Introduction
"Comprehension is compression. You compress things into computer programs, into concise algorithmic descriptions. The simpler the theory, the better you understand something."
- Gregory Chaitin, "The Limits of Reason".
Imagine what you will do when you are asked to draw a cat image: you first come up with an “idea” in your mind of what a cat looks like, then control your hand to follow your "idea" and finish the details. The “idea” in your mind is a high-level compressed representation of a cat image while your hand is like an unzip tool that decodes the compressed representation into an actual data instance. What's more interesting is, your "idea" of a cat image is not just used for drawing, you come up with the same "idea" to help you tell a cat from images of dogs, to find a cat hidden in a crowd, or to recognise a cat in a blurry old video.

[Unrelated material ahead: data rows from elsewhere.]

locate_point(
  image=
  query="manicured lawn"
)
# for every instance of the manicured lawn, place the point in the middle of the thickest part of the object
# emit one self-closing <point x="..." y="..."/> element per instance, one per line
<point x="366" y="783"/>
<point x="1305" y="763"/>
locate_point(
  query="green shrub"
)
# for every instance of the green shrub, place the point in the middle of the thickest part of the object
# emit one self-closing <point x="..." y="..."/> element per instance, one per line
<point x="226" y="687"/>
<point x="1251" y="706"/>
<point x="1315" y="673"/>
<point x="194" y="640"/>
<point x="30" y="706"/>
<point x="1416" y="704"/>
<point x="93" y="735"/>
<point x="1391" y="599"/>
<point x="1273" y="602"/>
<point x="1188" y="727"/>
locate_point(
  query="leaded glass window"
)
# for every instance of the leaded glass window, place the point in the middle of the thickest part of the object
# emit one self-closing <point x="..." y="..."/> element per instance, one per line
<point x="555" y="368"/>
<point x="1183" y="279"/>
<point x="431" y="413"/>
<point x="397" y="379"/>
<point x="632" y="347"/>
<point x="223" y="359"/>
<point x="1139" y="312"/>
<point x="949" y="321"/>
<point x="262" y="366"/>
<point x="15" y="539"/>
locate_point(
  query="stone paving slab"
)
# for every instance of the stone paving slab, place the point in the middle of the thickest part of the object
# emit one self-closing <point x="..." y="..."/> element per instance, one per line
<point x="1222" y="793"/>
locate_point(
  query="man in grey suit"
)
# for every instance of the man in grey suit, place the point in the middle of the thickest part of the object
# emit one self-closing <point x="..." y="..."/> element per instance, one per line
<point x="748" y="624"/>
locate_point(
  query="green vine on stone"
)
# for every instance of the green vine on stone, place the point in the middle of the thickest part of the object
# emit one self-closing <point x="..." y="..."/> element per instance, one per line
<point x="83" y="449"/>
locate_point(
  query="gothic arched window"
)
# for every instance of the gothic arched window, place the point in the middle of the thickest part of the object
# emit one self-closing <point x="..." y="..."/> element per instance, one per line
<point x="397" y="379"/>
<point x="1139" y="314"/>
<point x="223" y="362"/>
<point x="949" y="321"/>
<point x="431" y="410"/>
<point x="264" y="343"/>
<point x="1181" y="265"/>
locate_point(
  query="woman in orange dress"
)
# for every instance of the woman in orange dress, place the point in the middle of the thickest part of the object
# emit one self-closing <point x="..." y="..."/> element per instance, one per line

We see for us humans, having good understandings of data greatly improves our efficiency to process the data-relevant information. This is similar for AI. Trainditional AI systems that build models for specific tasks learn limited understandings of data that are only applicable to specific tasks. The learnt data understandings can not be reused to help solve other tasks raised from the same data, instead each time a new model has to be trained from scratch. A more efficient AI system should be able to form a deeper "idea" of the data it learns and reuse the "idea" whenever possible, just like humans.
The question then remains how to let AI acquire such good understandings of data like humans do. Recent research in AI shows that deep generative models have a great potential of becoming a generic tool for building understandings of data. Mimicking human behaviours, a deep generative model is asked to explicitly form an efficient compact representation (the "idea") of the data, from which the model should be able to create synthetic data instances indistinguishable from the real ones. The higher quality the synthetic data is, the deeper understandings of data the model obtains. Powered by deep learning technology, deep generative models are now capable of building efficient understanding of complex real data including images, audios and texts, and can enhance the AI systems built on them.
Mimicking humans, a deep generative model creates a high-quality cat image by passing its understanding of "cat" (here a short length of codes) through a deep neural network.